Principle:Kornia Kornia Augmentation Pipeline
| Knowledge Sources | |
|---|---|
| Domains | Vision, Augmentation, Deep_Learning |
| Last Updated | 2026-02-09 15:00 GMT |
Overview
Technique of composing multiple augmentation transforms into a single sequential pipeline that jointly transforms images and associated annotations.
Description
Augmentation pipelines chain individual transforms into a coherent sequence. The pipeline applies transforms sequentially, tracking transformation matrices for invertibility.

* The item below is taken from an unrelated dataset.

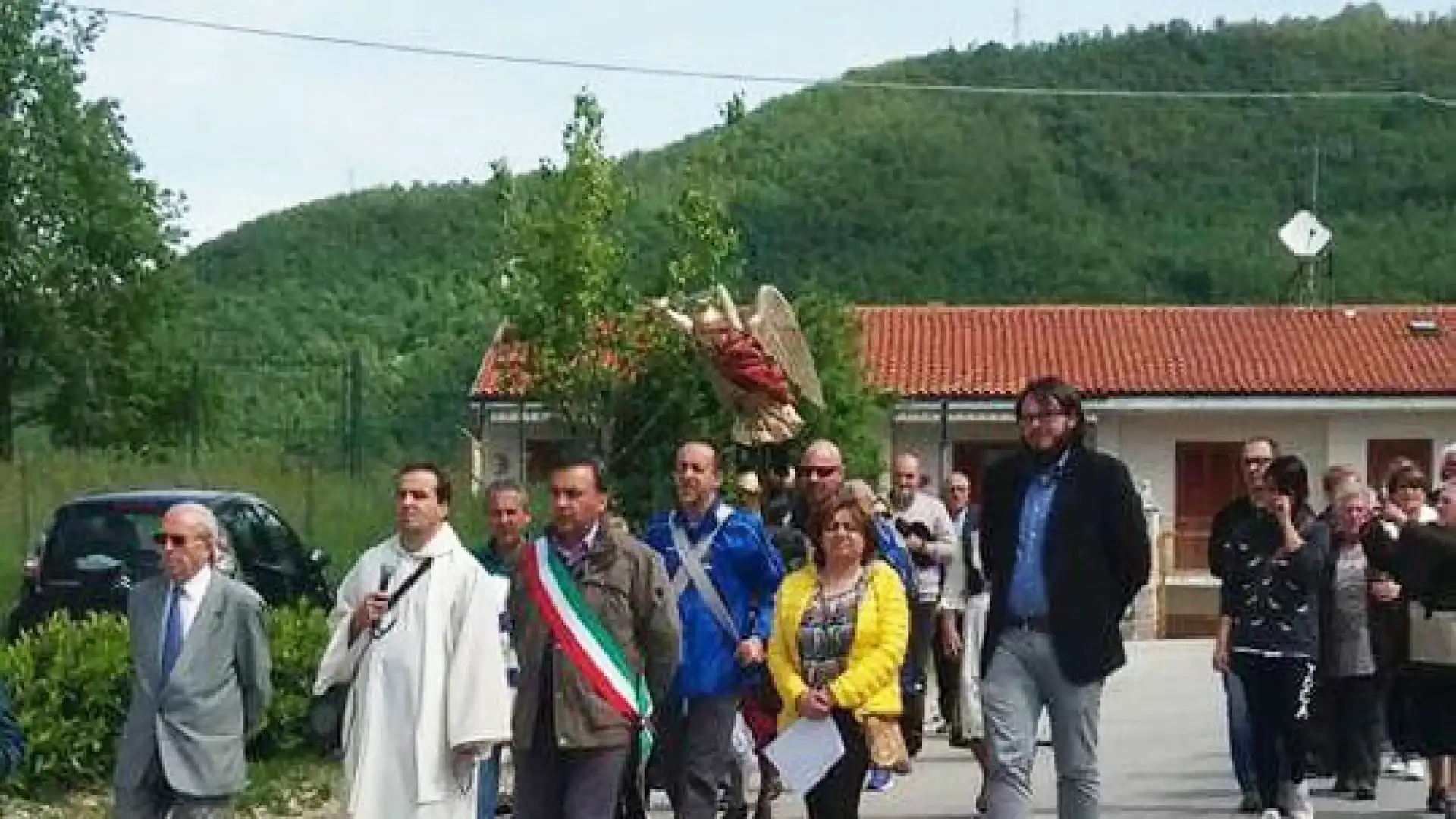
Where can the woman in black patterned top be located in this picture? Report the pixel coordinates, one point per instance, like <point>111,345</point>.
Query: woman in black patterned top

Crucially, the pipeline can jointly transform multiple data types (images, masks, bounding boxes, keypoints) using the same random parameters, maintaining spatial consistency. This ensures:
- Segmentation masks align with augmented images after geometric transforms
- Bounding boxes remain valid and correctly positioned after spatial augmentation
- Keypoints are transformed consistently with the image they annotate
Without a unified pipeline, applying transforms independently to images and annotations would produce misaligned data, corrupting the training signal.
Usage
Use when building training pipelines that require consistent augmentation across images and their annotations (masks, boxes, keypoints). Preferred over applying transforms individually, which risks spatial inconsistency between data types.
Theoretical Basis
Given transforms T_1, T_2, ..., T_n, the pipeline computes:
# Sequential transform application
output = T_n(... T_2(T_1(x)) ...)
For associated data d with data key k, the same parameters are applied:
# Consistent transform across data types
x_aug = T_i(x) # image transform
d_aug = T_i(d, key=k) # annotation transform with same params
The composed transformation matrix M = T_n * ... * T_2 * T_1 enables inverse mapping:
# Inverse transform via composed matrix
x_original_approx = M_inverse @ x_augmented
This invertibility is essential for mapping predictions made on augmented images back to the original coordinate space (e.g., test-time augmentation with prediction averaging).